PHOENIX-Mentors seem to be a dying breed, but they shouldn’t be. Indeed, the importance of mentors was stressed in the Triological Society‘s Presidential Address by Myles L. Pensak, MD, at the recent Combined Otolaryngological Spring Meeting here.
Explore this issue:July 2009
Very often we have positions or people in positions of power and authority who are completely clueless about the role of mentors, and we have many of our younger colleagues and folks in mid-career who have absolutely no idea how to work as mentees, he said. And this decline in mentoring is someshat reflective of a bankruptcy in leadership in medicine.
Doctors do well in their profession both financially and in terms of having a good standard of living. There are few careers that are as rewarding.

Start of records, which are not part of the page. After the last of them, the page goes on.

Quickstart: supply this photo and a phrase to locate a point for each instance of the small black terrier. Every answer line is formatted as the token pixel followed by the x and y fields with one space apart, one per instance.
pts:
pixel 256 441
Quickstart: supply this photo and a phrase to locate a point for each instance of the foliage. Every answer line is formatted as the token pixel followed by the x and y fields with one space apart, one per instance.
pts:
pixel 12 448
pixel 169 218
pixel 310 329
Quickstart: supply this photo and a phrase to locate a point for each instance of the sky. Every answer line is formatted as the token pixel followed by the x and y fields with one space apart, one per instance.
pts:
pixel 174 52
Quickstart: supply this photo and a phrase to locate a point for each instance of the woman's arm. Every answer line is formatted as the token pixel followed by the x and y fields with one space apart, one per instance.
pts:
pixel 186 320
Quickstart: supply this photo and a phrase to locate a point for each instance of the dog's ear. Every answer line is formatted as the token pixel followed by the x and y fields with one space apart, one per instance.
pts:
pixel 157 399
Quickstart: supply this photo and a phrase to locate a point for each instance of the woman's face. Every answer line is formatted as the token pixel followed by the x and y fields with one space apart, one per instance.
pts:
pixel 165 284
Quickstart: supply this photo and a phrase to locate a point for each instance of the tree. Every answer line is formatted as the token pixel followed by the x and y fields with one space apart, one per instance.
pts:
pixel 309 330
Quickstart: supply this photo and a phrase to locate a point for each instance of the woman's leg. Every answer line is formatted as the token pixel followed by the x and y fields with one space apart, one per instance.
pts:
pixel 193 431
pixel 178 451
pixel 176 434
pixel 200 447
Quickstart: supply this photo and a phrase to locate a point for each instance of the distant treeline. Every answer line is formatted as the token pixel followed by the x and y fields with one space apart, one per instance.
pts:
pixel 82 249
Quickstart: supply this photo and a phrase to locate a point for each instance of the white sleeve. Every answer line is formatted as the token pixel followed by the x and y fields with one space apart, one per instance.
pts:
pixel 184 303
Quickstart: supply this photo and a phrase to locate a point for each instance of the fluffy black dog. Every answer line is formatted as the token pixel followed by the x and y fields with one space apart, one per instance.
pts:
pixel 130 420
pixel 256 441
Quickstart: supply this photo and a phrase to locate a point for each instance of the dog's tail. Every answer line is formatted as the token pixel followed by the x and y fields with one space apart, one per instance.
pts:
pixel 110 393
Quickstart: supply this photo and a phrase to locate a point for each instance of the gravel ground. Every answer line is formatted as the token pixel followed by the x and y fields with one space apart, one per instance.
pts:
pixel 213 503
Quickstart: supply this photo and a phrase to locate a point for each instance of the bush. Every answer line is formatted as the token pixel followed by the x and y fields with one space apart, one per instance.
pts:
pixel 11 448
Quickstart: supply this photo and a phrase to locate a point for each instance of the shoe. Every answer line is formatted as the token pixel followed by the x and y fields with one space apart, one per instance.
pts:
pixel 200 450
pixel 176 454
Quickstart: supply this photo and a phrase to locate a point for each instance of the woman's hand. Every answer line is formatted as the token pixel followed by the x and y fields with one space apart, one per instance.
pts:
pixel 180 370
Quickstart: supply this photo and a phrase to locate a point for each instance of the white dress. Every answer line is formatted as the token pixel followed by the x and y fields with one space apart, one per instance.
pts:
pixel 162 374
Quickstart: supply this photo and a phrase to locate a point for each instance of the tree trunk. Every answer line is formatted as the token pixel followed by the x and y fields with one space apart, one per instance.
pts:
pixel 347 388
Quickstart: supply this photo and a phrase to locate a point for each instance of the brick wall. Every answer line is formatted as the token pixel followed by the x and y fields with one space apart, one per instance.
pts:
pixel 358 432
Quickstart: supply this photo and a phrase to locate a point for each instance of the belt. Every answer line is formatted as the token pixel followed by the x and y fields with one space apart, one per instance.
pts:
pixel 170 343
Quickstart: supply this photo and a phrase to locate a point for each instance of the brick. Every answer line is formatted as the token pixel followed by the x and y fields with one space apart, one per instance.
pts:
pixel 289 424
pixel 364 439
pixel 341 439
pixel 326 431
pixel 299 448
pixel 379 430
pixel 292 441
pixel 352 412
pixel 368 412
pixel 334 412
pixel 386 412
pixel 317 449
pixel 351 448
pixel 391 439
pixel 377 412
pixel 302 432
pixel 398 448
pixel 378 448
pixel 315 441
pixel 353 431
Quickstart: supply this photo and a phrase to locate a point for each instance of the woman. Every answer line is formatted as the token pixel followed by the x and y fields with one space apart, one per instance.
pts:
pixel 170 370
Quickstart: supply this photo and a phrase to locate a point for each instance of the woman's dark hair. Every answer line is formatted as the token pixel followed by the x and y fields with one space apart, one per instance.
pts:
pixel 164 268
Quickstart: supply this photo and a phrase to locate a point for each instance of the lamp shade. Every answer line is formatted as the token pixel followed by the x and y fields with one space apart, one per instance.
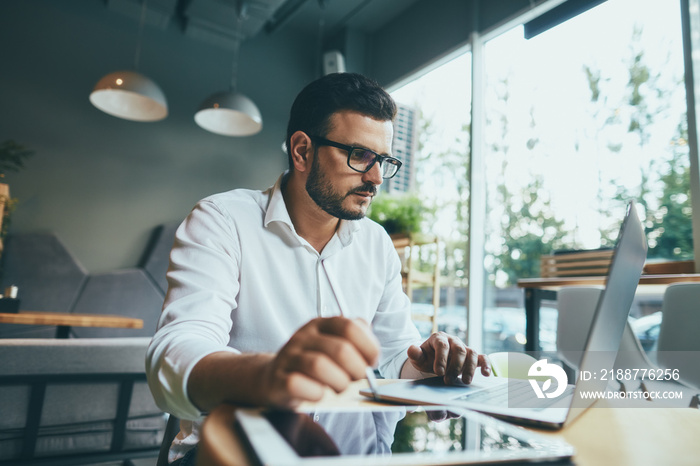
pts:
pixel 229 114
pixel 131 96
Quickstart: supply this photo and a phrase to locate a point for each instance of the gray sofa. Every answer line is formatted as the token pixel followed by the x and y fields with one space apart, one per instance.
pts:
pixel 51 279
pixel 76 401
pixel 84 399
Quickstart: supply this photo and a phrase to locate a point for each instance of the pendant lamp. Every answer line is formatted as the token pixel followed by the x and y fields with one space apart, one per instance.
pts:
pixel 129 94
pixel 230 113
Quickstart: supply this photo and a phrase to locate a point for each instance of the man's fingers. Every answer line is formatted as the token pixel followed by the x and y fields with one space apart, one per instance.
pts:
pixel 470 364
pixel 485 364
pixel 440 345
pixel 344 355
pixel 456 360
pixel 320 368
pixel 357 332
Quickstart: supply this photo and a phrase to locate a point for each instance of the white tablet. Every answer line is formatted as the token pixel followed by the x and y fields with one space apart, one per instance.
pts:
pixel 392 435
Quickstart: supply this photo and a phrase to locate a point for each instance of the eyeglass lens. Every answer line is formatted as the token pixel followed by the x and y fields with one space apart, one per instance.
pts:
pixel 360 159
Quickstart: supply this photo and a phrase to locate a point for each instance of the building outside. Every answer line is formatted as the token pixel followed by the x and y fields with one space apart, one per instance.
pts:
pixel 404 148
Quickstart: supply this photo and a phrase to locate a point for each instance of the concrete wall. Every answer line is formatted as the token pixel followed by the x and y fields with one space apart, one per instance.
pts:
pixel 101 183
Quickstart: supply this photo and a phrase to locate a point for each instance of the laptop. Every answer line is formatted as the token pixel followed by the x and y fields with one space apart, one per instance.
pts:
pixel 392 435
pixel 547 398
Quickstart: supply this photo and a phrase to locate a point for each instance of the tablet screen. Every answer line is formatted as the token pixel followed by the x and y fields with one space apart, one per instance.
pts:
pixel 395 432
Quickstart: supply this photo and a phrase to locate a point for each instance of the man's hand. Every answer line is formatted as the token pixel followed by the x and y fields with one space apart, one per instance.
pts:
pixel 326 352
pixel 445 355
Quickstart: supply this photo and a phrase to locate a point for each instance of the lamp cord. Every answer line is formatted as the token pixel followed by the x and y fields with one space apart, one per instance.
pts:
pixel 319 39
pixel 142 21
pixel 240 11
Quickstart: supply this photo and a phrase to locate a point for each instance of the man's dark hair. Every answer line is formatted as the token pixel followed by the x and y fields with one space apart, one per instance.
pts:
pixel 318 101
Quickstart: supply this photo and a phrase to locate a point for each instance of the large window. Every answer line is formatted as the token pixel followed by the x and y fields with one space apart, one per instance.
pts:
pixel 579 119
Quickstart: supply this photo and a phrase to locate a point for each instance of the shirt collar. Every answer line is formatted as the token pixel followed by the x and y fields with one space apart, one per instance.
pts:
pixel 277 212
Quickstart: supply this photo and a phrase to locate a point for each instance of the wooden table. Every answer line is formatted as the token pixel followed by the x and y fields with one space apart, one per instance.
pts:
pixel 65 320
pixel 606 434
pixel 538 289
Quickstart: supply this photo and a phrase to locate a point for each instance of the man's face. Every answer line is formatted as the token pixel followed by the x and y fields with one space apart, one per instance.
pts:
pixel 332 184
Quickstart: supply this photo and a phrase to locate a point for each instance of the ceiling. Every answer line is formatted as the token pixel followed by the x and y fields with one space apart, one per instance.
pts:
pixel 215 21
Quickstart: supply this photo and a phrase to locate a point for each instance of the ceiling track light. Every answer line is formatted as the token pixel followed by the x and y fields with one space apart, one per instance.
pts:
pixel 230 113
pixel 128 94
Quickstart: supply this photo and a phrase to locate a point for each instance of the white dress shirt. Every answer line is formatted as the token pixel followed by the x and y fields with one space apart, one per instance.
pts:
pixel 242 280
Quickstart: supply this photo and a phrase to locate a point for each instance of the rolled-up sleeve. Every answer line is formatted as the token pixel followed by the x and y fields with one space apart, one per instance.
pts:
pixel 392 323
pixel 203 283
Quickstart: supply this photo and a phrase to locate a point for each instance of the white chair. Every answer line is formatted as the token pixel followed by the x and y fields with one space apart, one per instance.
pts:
pixel 679 339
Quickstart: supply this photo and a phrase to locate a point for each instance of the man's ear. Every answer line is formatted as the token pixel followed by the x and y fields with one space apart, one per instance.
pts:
pixel 301 150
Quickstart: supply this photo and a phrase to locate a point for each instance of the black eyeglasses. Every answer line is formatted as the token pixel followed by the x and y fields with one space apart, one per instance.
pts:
pixel 362 160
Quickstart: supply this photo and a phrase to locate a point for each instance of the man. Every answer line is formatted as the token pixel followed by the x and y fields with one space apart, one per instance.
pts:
pixel 274 296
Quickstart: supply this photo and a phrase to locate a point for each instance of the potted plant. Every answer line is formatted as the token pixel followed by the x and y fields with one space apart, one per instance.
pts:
pixel 401 214
pixel 12 157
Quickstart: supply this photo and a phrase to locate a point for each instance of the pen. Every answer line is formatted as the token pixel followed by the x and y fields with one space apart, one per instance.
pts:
pixel 372 381
pixel 369 371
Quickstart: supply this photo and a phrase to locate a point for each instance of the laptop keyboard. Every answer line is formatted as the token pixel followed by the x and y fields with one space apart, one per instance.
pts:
pixel 516 393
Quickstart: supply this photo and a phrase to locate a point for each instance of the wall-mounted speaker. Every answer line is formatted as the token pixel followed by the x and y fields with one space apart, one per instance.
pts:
pixel 333 62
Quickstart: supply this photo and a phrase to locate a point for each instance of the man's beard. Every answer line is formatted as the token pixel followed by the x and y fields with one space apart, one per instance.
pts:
pixel 321 191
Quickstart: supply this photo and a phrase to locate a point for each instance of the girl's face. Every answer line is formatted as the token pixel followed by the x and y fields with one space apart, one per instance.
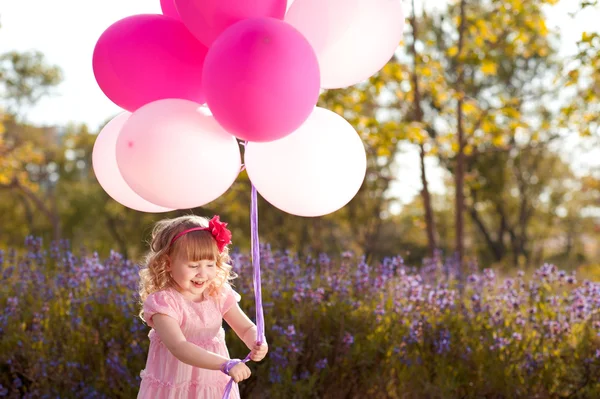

But, citing Winston Churchill, he noted, it is more by what we give than what we get that really determines the measure of a life. Doctors need to think about what they can give back to society, in general. And part of that is encouraging a legacy of physicians who have learned not only good medicine, but a good ethic as well.
-Myles L. Pensak, MD
Mentors are generally posited as models, counselors, advisors, and nurturers, both professionally and in their familial and social lives. It is recommended that the mentee seek out the mentor, but with the way medicine works these days, that can be emotionally difficult and pragmatically challenging.
Moreover, medicine has evolved (or devolved) into a culture that is predicated on a fairly mono-by-mono and macho phenomenon. The idea of acknowledging that you need support or guidance, that you are seeking advice, is often seen by our leaders as a point of weakness, and folks tend to avoid it, Dr. Pensak said. This is a mistake, because people can really learn from each other by having productive exchanges of information. No one person can know everything.
Why Be a Mentor?
A reason to be a mentor is to pass on knowledge and skills to the next generation. Not everything can be learned in the classroom, online, or from a textbook. There are many aspects to medicine that aren’t written down, or can best be learned by being there in person.